Grapes, I worked in childcare and had a child under my care who I am under no doubt is a Psychopath. He is destructive, manipulative (I feel dreadful writing that about a child) and a danger to other children and adults. He has the coldest, deadest eyes, almost like a shark, that I have ever seen.

He was expelled from one Montessori due to attacking children repeatedly and then assaulting a teacher.

He had to been seen in action to be believed. I had him from the age of 3.5 to 4.5 years old and I had to ask him to leave because his parents wouldn't help enforcing consequences to his actions. I have never met a child like him before and I've worked in childcare for 17 years.

BrianButterfield · 28/04/2015 21:22

I have been teaching for 13 years and have come across two children like you describe, Solitude. The cold dead eyes, yes - very manipulative and destructive behaviour, and being close to them is utterly chilling.

I have also met other children who I knew would go on to be in prison, about which I was right, but these two stand out (and one of them is currently a young teenager. I wonder and worry about what will become of them later in life).

Bursarymum · 28/04/2015 22:01

There's time where I would have disputed that a child could be considered a psychopath.
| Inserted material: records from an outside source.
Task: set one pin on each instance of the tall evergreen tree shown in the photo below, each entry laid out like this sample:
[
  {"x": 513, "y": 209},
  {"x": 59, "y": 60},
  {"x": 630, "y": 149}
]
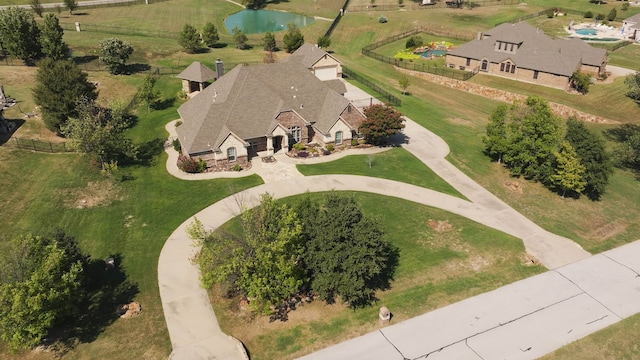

But from what I have found out about psychopaths, their deficit is physiological - they are simply not wired to feel empathy. It's like a type of brain damage. The problem is that most of us don't expect people we meet to be wired to manipulate and destroy us. It's horrific.

The person I was involved with, I'm sure is a P. He has the cold, dead eyes too and his facial expressions don't really look genuine. I've realised that a lot of what went on between us was him projecting me back onto me. He actually gave me a STI and had no response about it. I doubt he even bothered to get treated so he didn't give it to others.

OP posts:
Gralick · 28/04/2015 23:30

Can I ask about the 'cold, dead eyes'? Did they always look that way? I've seen this in some of the -erm, unusually ruthless people I've known, but never as a permanent feature. Most of the time they were as expressive as anyone else. The dead-eyed look appeared when they were very angry or had written someone off.

I think we can all do a freezing cold stare, but there's something extra (or less) about the gaze of a displeased sociopath.

My dad once came and sat on my bed to explain about fatal pressure points. He added that he could kill me right there, silently and leaving no mark. His eyes looked pretty weird then - distant and focused at once.
The last time I saw his eyes, they really were dead. Can't say I'm sorry.

Charis1 · 28/04/2015 23:33

I don't get how one eye can look colder or deader than another. An eye is just an eye.